C\/\/\/\ - Flashback Blues

Esthétisation des initiales du nom Chris Weeks Music dont la phonétique "koom" signifie "vallée" en Gallois, C\/\/\/\ vient compliquer encore un peu la tâche du chroniqueur perdu avec bonheur par les multiples entrelacs stylistiques du musicien anglais. La preuve par 12 avec ce Flashback Blues en écoute intégrale, marqué par le pouvoir thérapeutique de la création artistique et la nostalgie d’une époque révolue où l’électro faisait encore rêver.

1. My Cerebellum
2. Here In The Rain
3. Dreams Of Escape
4. Water Falls
5. To Be So Blue
6. Someone To Watch Over You
7. Life Has Surface Noise
8. Looking Glass Eyes
9. Everything Comes To An End
10. Alone
11. St. Thomas Green
12. Prescription Pills

date de sortie : 04-08-2014 Label : Odd John Records

En bon Brian Eno des années 2010 qu’il est devenu en l’espace d’une quinzaine de sorties, Chris Weeks s’est en effet montré sous diverses facettes pas toujours aisées à circonscrire : drone ambient tantôt solennel et radiant ou crépusculaire et désincarné sous son patronyme d’origine, indie pop planante aux délicats effluves psyché sous l’alias Myheadisaballoon ou électronica flirtant avec le field recording texturé, l’IDM dadaïste et la techno kosmische en tant que Kingbastard, projet résolument mutant qui résume à lui seul la gourmandise et la schizophrénie du Gallois d’adoption passé par les rangs des écuries indé Herb Recordings (structure écossaise du très bon Solipsism) et Nibbana (filiale expé du Tigerbeat6 de Kid606).
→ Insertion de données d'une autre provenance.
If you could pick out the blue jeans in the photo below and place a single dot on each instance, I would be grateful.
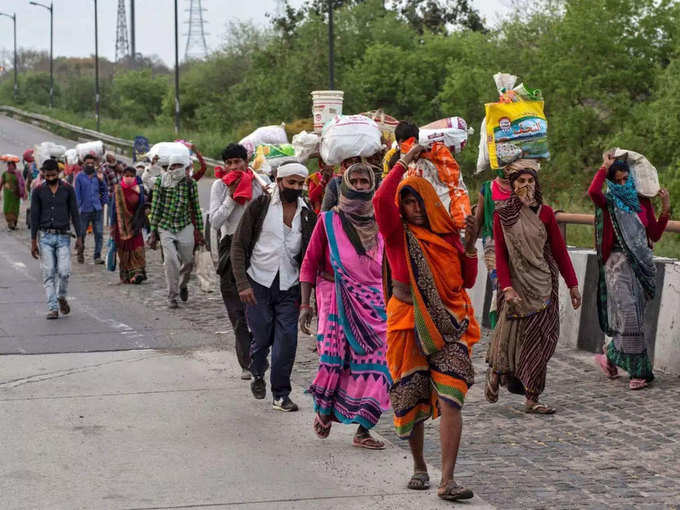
(273, 322)
(55, 263)
(94, 217)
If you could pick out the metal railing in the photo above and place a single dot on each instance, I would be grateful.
(564, 219)
(125, 146)
(81, 134)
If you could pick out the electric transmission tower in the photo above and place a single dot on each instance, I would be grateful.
(196, 45)
(122, 43)
(280, 8)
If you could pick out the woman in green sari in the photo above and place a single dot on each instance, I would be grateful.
(13, 190)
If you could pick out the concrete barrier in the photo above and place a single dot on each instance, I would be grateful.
(580, 329)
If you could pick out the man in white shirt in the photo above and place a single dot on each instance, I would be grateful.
(229, 196)
(266, 253)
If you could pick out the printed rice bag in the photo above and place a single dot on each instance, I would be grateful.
(516, 129)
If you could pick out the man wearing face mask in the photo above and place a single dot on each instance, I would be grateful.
(234, 188)
(266, 253)
(53, 208)
(175, 214)
(92, 195)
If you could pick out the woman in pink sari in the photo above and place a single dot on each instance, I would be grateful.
(344, 262)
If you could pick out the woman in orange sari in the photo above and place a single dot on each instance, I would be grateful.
(431, 326)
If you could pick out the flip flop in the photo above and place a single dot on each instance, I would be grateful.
(609, 370)
(539, 408)
(321, 429)
(490, 393)
(420, 481)
(368, 442)
(637, 384)
(454, 492)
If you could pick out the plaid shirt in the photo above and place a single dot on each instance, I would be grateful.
(174, 208)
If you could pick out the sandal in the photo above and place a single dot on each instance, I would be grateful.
(322, 429)
(539, 408)
(637, 384)
(367, 441)
(420, 481)
(609, 370)
(490, 392)
(454, 492)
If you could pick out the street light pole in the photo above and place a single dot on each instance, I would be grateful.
(177, 109)
(14, 19)
(331, 50)
(96, 64)
(51, 9)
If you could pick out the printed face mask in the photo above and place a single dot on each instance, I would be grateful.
(526, 192)
(290, 195)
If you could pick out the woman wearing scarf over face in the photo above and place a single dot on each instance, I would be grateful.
(127, 219)
(14, 190)
(431, 324)
(530, 251)
(344, 262)
(625, 227)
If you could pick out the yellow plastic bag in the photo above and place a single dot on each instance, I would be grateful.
(516, 130)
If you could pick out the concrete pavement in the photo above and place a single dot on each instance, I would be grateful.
(167, 428)
(145, 429)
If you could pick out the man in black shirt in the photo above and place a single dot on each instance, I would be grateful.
(53, 209)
Seul dénominateur commun entre ces galaxies au-delà de celui qui les a découvertes et couchées sur sillons, c’est toutefois à Odd John Records, label fidèle à l’auteur de The Lost Cosmonaut et Conductor depuis une demi-douzaine de réalisations, que l’on doit cet album fleuve dédié par Chris Weeks à son père décédé d’un cancer en fin d’année dernière. Assailli de terribles flashbacks des derniers mois de vie du disparu, le Britannique forcé de lâcher prise allait perdre goût à toute création jusqu’à ce qu’une réminiscence particulièrement éprouvante par un matin pluvieux de mai dans la campagne du Pays de Galles le force à confronter cette profonde mélancolie. Capturant les sons de la pluie battante et de la nature environnante comme pour conjurer ce moment d’intense détresse, Chris Weeks passera les deux semaines suivantes à traduire en musique avec acharnement, jusqu’à 16 heures par jour, les cascades d’émotions qui soudain le submergent à nouveau.
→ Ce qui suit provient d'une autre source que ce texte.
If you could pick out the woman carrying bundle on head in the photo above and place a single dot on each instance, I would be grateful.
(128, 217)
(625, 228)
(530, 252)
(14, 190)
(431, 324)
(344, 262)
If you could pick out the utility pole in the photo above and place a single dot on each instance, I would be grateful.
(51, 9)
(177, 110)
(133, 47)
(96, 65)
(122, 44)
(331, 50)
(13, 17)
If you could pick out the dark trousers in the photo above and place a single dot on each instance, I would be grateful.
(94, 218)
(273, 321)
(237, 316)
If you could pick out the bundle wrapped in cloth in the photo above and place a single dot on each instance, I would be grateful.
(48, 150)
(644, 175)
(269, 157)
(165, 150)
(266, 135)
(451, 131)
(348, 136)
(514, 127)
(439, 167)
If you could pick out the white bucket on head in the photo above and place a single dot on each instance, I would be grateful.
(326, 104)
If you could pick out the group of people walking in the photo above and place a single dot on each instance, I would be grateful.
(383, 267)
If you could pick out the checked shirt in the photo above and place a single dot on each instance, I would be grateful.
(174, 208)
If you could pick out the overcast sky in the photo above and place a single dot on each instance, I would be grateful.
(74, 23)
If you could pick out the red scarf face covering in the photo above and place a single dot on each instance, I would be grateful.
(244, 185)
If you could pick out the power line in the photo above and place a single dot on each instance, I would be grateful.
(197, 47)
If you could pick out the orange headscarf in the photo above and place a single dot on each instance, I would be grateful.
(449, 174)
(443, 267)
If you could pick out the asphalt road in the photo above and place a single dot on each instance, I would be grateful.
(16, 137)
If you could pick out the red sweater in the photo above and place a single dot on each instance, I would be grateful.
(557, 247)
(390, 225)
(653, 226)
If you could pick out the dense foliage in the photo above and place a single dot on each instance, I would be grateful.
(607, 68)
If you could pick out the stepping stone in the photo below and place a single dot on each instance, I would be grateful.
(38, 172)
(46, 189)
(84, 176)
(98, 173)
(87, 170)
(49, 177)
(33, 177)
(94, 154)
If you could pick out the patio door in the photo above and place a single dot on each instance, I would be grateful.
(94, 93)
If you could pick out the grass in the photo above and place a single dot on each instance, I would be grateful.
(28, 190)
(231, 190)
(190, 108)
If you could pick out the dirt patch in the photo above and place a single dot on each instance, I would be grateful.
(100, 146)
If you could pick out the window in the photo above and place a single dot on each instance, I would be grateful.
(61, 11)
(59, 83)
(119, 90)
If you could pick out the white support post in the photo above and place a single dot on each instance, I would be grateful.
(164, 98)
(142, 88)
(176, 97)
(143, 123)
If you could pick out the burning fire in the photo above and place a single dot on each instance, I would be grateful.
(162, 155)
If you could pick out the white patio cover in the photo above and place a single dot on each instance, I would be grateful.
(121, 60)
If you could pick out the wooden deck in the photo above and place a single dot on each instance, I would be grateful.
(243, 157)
Vagues ambient minimalistes et rassurantes aux flux d’harmonies scintillantes (Someone To Watch Over You), électronica chancelante émaillée de field recordings bucoliques (Here In The Rain), symphonies lo-fi pour boîtes à rythmes, vocodeurs et boîtes à musique (Looking Glass Eyes, To Be So Blue), motifs de synthés désuets aux pulsations vitales comme le souvenir d’un bonheur d’enfant (My Cerebellum), crescendos d’arpeggiators stellaires (St. Thomas Green) et roulements de batterie cardiaques (Dreams Of Escape), pianotages spleenétiques passés au filtre analogique (Everything Comes To An End), voiles de bruit statique chassés par le réveil du jour (Life Has Surface Noise) et, presque toujours là, en filigrane ou fil d’Ariane, ces averses craquelantes (Water Falls, Alone) balayant la tristesse et sublimant l’espoir de se réconcilier avec les grandes douleurs plus que jamais prégnantes et les petites joies à demi oubliées... Flashback Blues c’est tout ça mais bien plus que la somme de ses constituants, un voyage au coeur des émotions enfouies et des sentiments parfois ambivalents que brassent les méandres de notre subconscient.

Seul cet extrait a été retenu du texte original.